Samuels is the second oldest of seven children, all of whom play basketball. Her older brother, Qwanzi, also played in the Washington Catholic Athletic Conference (at St. John’s) and is now on the team at George Washington. Qadence started playing at a young age, but it took her a while to see the sport as a passion. In the bleachers watching her brothers and sisters, she was more of a bored sibling than a student of the game.

“She was always around basketball but really didn’t take to it until she was around 11,” said her dad, Qwanzi. “It wasn’t until then that we knew she loved it.”

In Qadence’s memory, that shift in mind-set happened in part because she realized she had potential, just as her father told her. After conquering her nerves and getting involved in more full-time training, she became a sought-after middle school recruit.

She joined a McNamara team that was loaded with Division I talent, and she carved out a small role her freshman year as the Mustangs marched to their first WCAC title in more than a decade. But any momentum that had been built that winter by Samuels or her team was halted in the spring by the coronavirus pandemic. Samuels, like so many high school athletes, suddenly had an empty calendar.

She used that free time to take her game to the next level. Samuels and her siblings would train two or three times per day, doing everything from distance running to dribbling drills. Working with a trainer and her parents, she spent hours outside the family home transforming herself from a scrappy forward to a more versatile player.

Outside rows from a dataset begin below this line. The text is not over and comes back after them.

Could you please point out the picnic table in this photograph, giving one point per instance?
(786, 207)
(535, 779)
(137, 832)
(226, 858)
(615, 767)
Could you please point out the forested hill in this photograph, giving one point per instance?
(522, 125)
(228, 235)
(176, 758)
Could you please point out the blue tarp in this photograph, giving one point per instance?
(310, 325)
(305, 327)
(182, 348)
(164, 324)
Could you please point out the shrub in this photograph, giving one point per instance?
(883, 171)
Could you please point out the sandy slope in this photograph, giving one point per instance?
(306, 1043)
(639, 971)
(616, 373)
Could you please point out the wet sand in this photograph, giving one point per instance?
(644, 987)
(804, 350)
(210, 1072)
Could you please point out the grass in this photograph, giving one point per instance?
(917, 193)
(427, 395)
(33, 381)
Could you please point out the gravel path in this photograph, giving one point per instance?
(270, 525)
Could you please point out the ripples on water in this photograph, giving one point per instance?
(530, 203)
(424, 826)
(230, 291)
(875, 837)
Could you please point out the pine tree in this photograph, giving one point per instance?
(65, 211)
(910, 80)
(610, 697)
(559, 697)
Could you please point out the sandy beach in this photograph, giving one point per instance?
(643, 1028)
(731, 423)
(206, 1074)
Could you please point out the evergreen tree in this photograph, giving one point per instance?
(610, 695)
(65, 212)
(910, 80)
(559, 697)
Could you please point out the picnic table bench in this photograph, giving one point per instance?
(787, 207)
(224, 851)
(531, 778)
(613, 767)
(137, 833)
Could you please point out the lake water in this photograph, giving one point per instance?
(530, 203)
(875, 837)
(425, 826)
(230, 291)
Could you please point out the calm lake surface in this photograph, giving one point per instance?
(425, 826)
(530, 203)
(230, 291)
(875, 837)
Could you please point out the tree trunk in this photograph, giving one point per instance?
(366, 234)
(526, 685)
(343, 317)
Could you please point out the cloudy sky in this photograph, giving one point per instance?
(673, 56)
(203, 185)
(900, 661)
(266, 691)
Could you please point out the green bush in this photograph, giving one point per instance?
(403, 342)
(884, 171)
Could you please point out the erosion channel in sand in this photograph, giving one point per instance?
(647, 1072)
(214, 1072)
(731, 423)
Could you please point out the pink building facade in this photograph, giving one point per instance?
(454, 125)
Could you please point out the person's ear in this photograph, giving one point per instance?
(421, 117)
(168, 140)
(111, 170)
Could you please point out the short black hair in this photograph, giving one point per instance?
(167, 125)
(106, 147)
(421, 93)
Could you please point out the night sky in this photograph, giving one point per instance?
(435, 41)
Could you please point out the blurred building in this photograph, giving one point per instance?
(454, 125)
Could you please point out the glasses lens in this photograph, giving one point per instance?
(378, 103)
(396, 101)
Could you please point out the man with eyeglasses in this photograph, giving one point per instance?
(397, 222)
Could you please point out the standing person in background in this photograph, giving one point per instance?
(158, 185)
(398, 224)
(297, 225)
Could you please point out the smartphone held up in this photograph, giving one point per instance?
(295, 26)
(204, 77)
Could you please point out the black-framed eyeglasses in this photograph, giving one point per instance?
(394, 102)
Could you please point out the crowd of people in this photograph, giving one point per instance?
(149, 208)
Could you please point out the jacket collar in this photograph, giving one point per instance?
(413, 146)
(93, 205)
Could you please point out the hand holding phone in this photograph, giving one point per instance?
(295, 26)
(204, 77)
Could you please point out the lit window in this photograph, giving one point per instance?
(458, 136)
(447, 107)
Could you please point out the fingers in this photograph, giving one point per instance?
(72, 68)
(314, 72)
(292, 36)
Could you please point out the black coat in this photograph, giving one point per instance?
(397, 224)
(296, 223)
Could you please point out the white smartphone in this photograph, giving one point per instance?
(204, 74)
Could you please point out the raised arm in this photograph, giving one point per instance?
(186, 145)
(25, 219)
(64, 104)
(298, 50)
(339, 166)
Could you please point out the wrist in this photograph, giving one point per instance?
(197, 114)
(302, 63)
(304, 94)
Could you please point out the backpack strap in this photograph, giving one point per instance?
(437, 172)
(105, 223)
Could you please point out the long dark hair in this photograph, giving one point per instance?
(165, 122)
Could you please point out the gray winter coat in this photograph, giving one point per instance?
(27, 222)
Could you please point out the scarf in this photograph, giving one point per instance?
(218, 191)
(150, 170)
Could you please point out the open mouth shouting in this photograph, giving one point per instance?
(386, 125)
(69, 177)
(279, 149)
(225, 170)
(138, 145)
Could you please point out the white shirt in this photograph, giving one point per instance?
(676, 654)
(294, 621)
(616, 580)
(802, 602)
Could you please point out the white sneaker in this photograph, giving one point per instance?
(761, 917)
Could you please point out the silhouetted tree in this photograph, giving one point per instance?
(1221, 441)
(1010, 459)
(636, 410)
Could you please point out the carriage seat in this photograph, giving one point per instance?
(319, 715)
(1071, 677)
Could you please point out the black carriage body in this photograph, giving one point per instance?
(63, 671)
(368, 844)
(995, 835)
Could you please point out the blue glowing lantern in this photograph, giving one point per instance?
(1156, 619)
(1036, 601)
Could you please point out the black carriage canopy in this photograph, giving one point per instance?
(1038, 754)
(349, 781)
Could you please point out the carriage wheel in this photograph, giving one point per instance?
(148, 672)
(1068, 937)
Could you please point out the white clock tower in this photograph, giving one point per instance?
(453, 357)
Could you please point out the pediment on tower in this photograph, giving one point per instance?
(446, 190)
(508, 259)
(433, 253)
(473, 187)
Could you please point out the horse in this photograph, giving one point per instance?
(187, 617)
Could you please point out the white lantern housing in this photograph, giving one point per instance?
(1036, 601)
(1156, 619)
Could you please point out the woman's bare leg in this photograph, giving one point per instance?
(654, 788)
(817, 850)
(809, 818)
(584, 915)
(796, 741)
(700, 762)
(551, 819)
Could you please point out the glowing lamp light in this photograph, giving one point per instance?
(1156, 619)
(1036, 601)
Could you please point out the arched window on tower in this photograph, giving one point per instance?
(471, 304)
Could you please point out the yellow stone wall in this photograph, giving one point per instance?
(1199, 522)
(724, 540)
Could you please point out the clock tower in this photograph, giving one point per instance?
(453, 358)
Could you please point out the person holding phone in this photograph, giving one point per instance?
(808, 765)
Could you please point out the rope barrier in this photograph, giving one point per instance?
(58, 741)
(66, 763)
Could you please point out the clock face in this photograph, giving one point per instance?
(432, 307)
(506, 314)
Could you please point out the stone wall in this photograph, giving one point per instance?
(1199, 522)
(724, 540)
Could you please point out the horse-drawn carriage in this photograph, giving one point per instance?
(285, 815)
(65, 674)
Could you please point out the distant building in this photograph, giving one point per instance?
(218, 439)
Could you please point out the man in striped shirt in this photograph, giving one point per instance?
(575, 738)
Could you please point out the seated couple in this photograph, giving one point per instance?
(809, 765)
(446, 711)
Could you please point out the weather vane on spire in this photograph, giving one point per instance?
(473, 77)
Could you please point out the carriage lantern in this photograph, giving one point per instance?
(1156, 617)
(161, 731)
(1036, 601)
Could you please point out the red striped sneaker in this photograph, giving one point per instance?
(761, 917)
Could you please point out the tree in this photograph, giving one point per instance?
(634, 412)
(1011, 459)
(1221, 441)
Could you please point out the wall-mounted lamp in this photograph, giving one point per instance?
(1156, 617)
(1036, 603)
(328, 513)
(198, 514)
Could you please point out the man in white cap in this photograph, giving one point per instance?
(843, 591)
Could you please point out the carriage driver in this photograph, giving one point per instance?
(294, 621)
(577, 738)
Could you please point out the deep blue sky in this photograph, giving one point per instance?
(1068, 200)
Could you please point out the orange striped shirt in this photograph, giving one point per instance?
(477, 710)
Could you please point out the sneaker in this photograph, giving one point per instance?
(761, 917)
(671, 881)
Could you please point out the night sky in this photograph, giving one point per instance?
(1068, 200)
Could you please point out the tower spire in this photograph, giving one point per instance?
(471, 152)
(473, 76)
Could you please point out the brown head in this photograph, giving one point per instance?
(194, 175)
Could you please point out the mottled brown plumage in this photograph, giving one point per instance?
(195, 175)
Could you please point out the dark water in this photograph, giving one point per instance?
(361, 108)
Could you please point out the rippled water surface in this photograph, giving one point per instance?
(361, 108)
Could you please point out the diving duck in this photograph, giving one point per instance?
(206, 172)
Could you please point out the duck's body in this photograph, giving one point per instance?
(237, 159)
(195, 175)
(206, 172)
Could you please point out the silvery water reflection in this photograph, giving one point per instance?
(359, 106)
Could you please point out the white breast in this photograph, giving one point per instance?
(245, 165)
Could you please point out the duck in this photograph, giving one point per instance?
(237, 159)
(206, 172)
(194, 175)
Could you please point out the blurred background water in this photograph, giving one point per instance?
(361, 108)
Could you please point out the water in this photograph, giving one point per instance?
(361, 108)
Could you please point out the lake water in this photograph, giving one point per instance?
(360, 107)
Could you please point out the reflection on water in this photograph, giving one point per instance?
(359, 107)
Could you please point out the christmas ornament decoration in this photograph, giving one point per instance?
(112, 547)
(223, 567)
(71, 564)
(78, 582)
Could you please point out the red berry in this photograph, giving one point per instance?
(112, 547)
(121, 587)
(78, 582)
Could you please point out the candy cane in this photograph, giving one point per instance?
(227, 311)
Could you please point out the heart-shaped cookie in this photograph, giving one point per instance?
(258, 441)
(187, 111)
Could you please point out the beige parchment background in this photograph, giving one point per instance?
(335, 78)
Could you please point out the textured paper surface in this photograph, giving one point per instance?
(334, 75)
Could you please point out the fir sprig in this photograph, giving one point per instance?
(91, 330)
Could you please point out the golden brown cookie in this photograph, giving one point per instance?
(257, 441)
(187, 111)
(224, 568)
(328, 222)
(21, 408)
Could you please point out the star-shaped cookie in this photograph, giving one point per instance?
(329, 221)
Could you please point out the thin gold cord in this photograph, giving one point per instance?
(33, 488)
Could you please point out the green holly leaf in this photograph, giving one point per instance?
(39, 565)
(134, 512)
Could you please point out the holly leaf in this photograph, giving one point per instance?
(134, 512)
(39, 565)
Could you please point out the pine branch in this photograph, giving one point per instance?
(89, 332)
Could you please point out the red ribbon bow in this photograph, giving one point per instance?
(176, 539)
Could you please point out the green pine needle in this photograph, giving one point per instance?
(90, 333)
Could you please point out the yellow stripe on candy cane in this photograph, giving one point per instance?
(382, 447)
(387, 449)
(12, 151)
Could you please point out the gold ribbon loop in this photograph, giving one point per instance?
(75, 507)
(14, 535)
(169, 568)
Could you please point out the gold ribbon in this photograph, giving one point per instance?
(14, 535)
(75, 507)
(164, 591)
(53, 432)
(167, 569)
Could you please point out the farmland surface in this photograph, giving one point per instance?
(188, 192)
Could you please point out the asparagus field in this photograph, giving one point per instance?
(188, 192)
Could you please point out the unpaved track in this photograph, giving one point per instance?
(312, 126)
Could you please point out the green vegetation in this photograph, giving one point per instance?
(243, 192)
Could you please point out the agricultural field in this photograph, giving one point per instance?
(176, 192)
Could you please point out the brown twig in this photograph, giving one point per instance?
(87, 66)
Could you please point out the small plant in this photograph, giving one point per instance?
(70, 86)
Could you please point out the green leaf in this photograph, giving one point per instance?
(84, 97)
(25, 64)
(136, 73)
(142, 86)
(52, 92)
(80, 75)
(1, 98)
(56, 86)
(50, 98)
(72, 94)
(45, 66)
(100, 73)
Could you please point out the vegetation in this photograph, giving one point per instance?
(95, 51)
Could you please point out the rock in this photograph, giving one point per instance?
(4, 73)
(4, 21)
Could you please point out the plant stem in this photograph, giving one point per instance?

“We were trying to find the worst outdoor courts to shoot on, with the double rims and everything,” her father said. “And we would challenge [the kids] to make shots without hitting the rim. I think from that point on, [Qadence] really recognized how to put the ball in the basket. A lightbulb really went on for her.”

With seven siblings, two parents and a trainer, the Samuels family had the perfect number of bodies for games of five-on-five. Now, two years later, Qadence laughs at the memory of those contests — her brothers, sisters and parents trying their best to win a meaningless game of family pickup.

“We loved it,” said her mom, Shanda. “Everybody was home. We would be all together outside playing our own little five-on-five games. . . . And I think that time is when [Qadence] really turned a corner.”

Qadence’s parents said she always has had a motor, but they were especially surprised to see her passion during those pandemic months. Qadence said it stemmed from the same place as a lot of her hardest work: the idea that she committed to basketball late and has to catch up to the very best.

“I always felt like I had to outwork everybody,” she said.

With basketball back in full swing for her junior year, Samuels — the No. 41 player in the Class of 2023, according to ESPN — saw her recruitment pick up. In a season in which she averaged 17.6 points, 7.8 rebounds and 2.1 steals for a McNamara team that went undefeated in the WCAC regular season and made the tournament championship game, Samuels attracted interest from the highest levels of the college game. She took several unofficial visits, including trips to North Carolina, Tennessee and Maryland.

“Qadence is a homebody,” her dad said. “So we really wanted an environment that is truly going to be an extension of our family in terms of values and expectations.”

But Samuels’s first official visit was to U-Conn., and it didn’t take long for her to realize Storrs was the place she wanted to be. She announced her commitment to the Huskies on June 25.

“I wanted a family culture. I wanted winning. I wanted a good education. And I wanted a really great coach,” she said. “That’s what U-Conn. offered.”

When she heads north, Samuels will be met with a roster full of talent and a new set of sky-high expectations. Those who know her best know just how she will react.

“She knows what it takes,” Oliver said. “She knows she’ll have to work, but that’s all she’s done since she’s been here: work.”